Vamos transformar tudo isso em um grande e divino balé! A vida pode ser sim, uma grande e divino balé.
Mas que só depende da gente, isso é uma verdade ABSOLUTA!
mil beijos e obrigada por tanta compreensão em forma de arte e poesia!
Lindo, Cássia!
um beijo
Nossa… uma grande verdade, triste e bonita ao mesmo tempo… Mas sabe o mais interessante? Li até o final, me identifiquei mas não cheguei a me emocionar. Qdo li que vc escreveu ouvindo Clair de Lune me deu um nó na garganta, pois é uma das músicas que eu acho mais lindas e mais doídas ao mesmo tempo, e nesse momento veio o sentimento da solidão e junto com ele o nó na garganta… Acho que antes eu tinha entendido o que vc quis dizer… mas depois eu senti o que vc quis dizer… Dói mesmo.
Um grande beijo.
Foi justamente por pensar assim muitas vezes que te fiz a pergunta lá no outro post e vc ainda não me respondeu! Depois de tantos alongamentos, tantas horas na barra, não chega nunca o tal grand écart. Uma semana as pirouettes estão fantásticas; na seguinte, um desastre. Grand jetté, então? Sonho meu. Mas ouvi hoje da minha professora que para quem largou o balé há 20 anos com apenas 6 anos eu progredi muito em 5 meses de aula. Até minha colega disse que sou muito “en dehors”. É por aí que vamos persistindo. Beijo, Cássia, parabéns pelo blog e me responda!
Sam, pode ir lá no outro post que sua dúvida foi respondida. 😉
Lindo! (estou sem palavras…)
Nossa, profundo
Mas ainda sou a bailarina apaixonada rsrs
E quando chegar o momento da solidão, assim como na vida sem ser só a dança, nos prendemos aos bons momentos e criamos a esperança de que tudo vale a pena.
http://balletaosvinte.blogspot.com/
Que lindo!!! Você é a inspiração em pessoa!!! Consegue descrever em detalhes tudo que sentimos!!!

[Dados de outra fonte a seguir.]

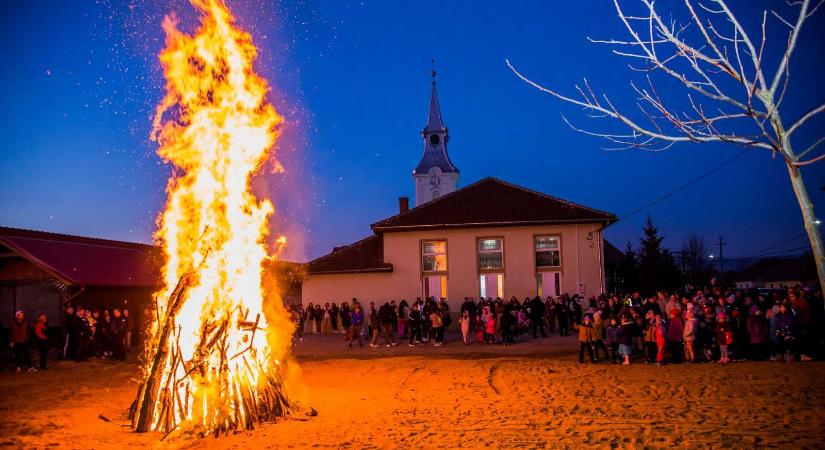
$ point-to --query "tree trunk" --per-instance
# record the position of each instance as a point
(809, 219)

Fora que essa música é muito especial pra mim, tocou no meu casamento, no momento da troca de alianças…..fiquei muito emocionada!
Obrigada por seus textos, são verdadeiras aulas!
Beijos
Acho que é verdade. Nunca fiz ballet,mas acredito que as bailarinas sentem-se sozinhas porque as pessoas ao seu redor não conseguem,não podem ajudá-la. O que ela tanto deseja só pode conseguir sozinha.
A arte faz parte de nós, mas pessoas como tu Cássia…faz de uma forma romântica, agente enchergar a realidade e concordar… porque estamos sentindo a mesma coisa, e não sabemos como expressar, a não ser com o rosto franzino de dor!
Cássia, estou chorando sem parar… Obrigada por esse post maravilhoso! Bju!!!!! Taty
Lindo lindo. Adorei.
Essa solidão nos obriga a conectarmos com sentimentos profundos que vão sendo desbloqueados, algo meio psicoterápico.